だが、彼にとって「良い仕事」への敬意は、種族や年齢を超えるものだった。
「頭を上げてください、ガンテツさん。美味しく食べていただければ、それが一番です」
「いや、礼をさせてくれ。……なぁ、嬢ちゃん。この店、エールの冷え具合はいいが、注ぎ口が樽のコックじゃ泡が安定しねぇだろう?」
「ええ、そうなんです。どうしても泡が荒くなってしまって」
ガンテツはニヤリと笑い、懐から羊皮紙を取り出してサラサラと図面を描き始めた。
「俺がもっといいモンを作ってやる。
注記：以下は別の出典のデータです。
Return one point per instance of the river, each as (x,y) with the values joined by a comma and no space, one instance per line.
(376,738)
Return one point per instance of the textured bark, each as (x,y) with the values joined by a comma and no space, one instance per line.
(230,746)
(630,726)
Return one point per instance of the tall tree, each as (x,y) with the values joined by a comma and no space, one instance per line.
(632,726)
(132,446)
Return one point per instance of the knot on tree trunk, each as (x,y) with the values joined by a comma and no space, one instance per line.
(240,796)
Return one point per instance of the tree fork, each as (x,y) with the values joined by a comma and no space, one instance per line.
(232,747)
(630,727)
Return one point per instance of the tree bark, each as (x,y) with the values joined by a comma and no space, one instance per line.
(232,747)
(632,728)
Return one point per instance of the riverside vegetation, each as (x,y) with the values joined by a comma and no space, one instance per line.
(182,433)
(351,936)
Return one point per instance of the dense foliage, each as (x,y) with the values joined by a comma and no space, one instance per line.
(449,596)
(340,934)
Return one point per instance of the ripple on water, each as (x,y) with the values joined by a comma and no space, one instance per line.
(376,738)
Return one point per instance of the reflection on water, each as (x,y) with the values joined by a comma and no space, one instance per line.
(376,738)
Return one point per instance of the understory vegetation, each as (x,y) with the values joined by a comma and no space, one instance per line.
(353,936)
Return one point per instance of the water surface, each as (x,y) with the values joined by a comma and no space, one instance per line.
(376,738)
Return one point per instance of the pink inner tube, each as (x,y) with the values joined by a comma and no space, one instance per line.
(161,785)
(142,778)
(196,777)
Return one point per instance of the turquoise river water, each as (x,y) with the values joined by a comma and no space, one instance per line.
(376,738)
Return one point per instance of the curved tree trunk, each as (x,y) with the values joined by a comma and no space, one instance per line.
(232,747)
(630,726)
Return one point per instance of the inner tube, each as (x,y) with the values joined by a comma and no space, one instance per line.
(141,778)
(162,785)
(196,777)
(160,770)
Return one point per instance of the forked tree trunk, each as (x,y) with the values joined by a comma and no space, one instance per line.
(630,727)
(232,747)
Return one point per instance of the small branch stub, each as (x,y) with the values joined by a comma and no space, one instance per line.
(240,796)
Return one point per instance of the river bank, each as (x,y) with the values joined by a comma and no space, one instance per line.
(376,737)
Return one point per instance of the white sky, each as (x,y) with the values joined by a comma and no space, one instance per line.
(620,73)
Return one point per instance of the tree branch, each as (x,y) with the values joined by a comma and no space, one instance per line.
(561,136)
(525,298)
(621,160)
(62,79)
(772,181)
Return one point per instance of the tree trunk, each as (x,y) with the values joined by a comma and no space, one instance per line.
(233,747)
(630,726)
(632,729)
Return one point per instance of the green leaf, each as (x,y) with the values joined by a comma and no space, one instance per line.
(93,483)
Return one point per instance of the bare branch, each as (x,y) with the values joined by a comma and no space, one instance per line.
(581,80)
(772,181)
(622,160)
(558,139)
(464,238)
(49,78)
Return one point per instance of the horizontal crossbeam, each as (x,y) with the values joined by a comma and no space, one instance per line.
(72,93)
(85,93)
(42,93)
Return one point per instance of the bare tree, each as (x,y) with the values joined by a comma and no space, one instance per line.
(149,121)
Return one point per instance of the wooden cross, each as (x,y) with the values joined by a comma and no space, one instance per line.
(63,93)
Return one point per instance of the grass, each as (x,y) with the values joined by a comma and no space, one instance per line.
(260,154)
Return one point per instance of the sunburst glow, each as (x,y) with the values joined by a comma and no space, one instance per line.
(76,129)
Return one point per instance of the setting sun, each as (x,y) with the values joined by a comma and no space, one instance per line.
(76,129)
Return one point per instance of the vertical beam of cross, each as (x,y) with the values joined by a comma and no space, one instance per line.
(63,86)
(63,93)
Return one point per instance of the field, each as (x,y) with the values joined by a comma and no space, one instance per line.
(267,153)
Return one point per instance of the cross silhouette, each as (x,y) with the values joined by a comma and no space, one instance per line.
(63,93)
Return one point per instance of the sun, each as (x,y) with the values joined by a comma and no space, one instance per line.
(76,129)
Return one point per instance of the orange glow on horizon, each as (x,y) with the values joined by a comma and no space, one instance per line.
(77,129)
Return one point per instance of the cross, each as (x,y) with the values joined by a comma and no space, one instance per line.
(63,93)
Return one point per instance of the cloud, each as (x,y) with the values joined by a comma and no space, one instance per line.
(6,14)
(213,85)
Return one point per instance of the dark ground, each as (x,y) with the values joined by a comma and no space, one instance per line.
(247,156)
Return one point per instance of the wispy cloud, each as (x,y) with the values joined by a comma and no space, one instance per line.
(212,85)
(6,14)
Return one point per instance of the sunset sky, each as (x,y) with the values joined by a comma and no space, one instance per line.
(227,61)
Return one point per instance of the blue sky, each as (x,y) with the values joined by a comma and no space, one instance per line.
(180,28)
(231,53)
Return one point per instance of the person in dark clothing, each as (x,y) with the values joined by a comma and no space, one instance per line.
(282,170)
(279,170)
魔石を組み込んで、液体と泡の比率を完璧に制御する『魔法式ビールサーバー』だ。冷やす機能も強化して、いつでもキンキンのエールが飲めるようにしてやらぁ」
「本当ですか!?」
「おうよ! その代わり……この『塩辛』、瓶ごと売ってくれ。家に帰ってもチビチビやりてぇんだ」
マリーは満面の笑みで頷いた。
「ふふ、お安い御用です。……それじゃあ、今日は『商談成立』の乾杯といきましょうか」
熱々の徳利がもう一本、テーブルに追加される。
湯気の向こうで、頑固親父と元悪役令嬢が、杯を交わす。
冷たい夜風も、ここには届かない。